Wie professionelle Kunststoffverarbeiter Fehlproduktionen vermeiden
Spritzguss mit Polypropen ist kein Resindruck und Ansprüche an die Robustheit von industriellen Fertigungsprozessen lassen sich nicht eins-zu-eins auf die heimische Fertigung eines kleinen Sortiments in kleiner Auflage übertragen.
Hingegen lässt sich die Überlegung von HSV TMP zu Kunststoff-QuickScans übertragen – das Prinzip, ein Modell so früh wie möglich auf Produktionsfähigkeit zu testen.
Wie aber gelangt man ohne Spezialsoftware in der heimischen Werkstatt früh zu substantiellen Erkenntnissen zu Statik von Figur und Pose?
Rapid Prototyping – den Modellierungsprozess auf den Fertigungsprozess ausrichten
Ausgangsform bei der Modellierung von Figuren sind meist platonische Körper – konvexe Polyeder mit maximaler Symmetrie. Deren Polygonzahl ist um mehrere Größenordnungen kleiner als die des Modells, das daraus entstehen soll.

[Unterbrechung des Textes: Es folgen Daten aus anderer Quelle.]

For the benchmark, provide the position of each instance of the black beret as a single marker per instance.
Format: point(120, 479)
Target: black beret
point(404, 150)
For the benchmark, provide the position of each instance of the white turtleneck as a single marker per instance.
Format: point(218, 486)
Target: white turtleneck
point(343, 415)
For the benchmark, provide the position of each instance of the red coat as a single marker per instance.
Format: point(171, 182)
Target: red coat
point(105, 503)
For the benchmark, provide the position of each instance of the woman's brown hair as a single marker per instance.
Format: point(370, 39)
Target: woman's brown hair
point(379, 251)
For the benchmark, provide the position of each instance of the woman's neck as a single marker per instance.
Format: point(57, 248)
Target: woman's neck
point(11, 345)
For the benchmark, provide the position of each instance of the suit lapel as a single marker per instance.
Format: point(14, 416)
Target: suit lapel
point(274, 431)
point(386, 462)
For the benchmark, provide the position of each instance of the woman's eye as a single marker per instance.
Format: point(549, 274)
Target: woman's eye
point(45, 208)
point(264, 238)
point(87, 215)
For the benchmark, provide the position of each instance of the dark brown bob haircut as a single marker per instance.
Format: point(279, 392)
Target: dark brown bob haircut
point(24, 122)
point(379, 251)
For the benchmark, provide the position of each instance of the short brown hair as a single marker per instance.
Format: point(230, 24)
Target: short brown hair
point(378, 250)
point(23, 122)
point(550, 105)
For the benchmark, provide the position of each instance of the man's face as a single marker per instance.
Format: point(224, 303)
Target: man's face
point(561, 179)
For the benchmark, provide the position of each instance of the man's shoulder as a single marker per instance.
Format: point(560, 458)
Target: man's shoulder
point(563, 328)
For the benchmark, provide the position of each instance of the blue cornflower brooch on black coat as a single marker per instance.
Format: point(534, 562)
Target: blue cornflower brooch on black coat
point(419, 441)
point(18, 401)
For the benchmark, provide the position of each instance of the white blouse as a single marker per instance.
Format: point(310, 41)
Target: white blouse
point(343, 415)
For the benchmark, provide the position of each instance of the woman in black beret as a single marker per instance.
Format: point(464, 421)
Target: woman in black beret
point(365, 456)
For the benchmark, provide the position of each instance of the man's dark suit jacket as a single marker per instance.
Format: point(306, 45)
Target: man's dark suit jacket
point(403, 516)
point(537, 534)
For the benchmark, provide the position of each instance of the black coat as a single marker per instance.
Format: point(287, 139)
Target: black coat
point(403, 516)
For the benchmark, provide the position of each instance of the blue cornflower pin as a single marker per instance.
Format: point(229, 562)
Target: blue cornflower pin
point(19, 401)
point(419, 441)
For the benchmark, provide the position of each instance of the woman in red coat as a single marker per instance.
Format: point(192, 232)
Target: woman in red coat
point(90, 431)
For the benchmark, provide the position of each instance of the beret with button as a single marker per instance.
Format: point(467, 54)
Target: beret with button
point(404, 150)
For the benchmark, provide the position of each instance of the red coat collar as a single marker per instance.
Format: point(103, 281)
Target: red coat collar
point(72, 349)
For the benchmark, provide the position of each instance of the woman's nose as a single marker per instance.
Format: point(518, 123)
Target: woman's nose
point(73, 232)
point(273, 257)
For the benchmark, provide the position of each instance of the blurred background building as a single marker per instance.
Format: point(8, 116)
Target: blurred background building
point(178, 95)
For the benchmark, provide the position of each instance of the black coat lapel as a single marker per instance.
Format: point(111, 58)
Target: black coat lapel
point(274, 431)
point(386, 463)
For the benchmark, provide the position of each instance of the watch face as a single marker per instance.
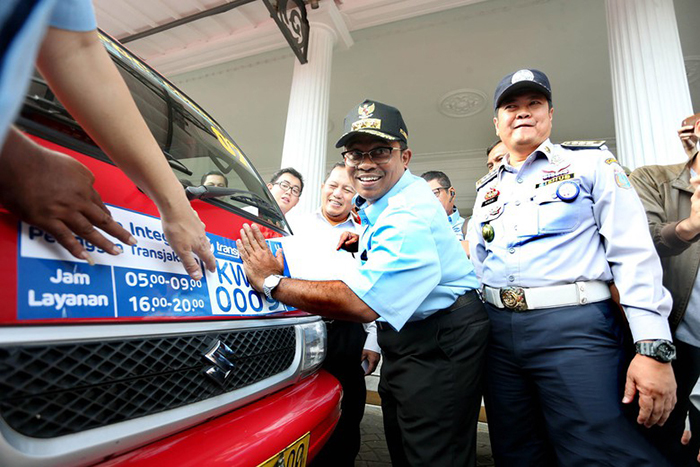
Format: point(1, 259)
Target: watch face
point(666, 351)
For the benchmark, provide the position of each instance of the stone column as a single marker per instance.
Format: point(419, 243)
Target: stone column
point(306, 133)
point(650, 87)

Unabhängig davon, ob das finale Modell durch sukzessives Ausformen des/der ursprünglichen Polyeder entsteht oder durch Bedecken mit einer neuen Topologie, es ergibt sich auf dem Weg zum fertigen Modell eine Gliederpuppe mit niedrigem Detailgrad. Diese kann infolge von Rotationssymmetrien einfach oder im Idealfall automatisch skinned werden. Für das zugrunde liegende Rig genügt gleichfalls der Detailgrad einer üblichen Gliederpuppe.
Diese Gliederpuppe wird mittels des Rigs in die gewünschte Pose gebracht und durchläuft testweise den Prozess von (algorithmischer) Subdivision nach Catmull-Clark, Solidifying, STL-Tesselierung und Slicing bis zur Berechnung der Stützstreben.
Mit moderater Übertreibung der peripheren Komponenten der Gliederpuppe werden durch dieses Verfahren statische Probleme frühzeitig identifiziert. Diesen Problemen kann zu diesem frühen Zeitpunkt der Modellevolution noch mit vertretbarem Aufwand entgegengewirkt werden.
Fazit
Die industrielle Kunststoffverarbeitung im Spritzgussverfahren liefert trotz Unterschieden in Verfahrenstechnik, Prozesskette und Skalierung einen Ansatz zur Optimierung des Workflows im 3D-Druck.
Durch Rapid Prototyping werden später nur aufwändig zu behebende statische Probleme im 3D-Modell früh erkannt. Das Testen der Prozesskette auf Basis von Modellen bis zum Druckmodell erlaubt Korrekturen bei noch niedriger polygonaler Komplexität.
Im Gegensatz zu späteren Produktionsschritten sind Änderungen an Modell und Pose zu diesem frühen Zeitpunkt noch mit vertretbarem bis vernachlässigbarem Aufwand möglich.
Widrigkeiten und Aufwände der Modelländerung nach Abschluss der Modellierung werden bei geringem Aufwand vermieden.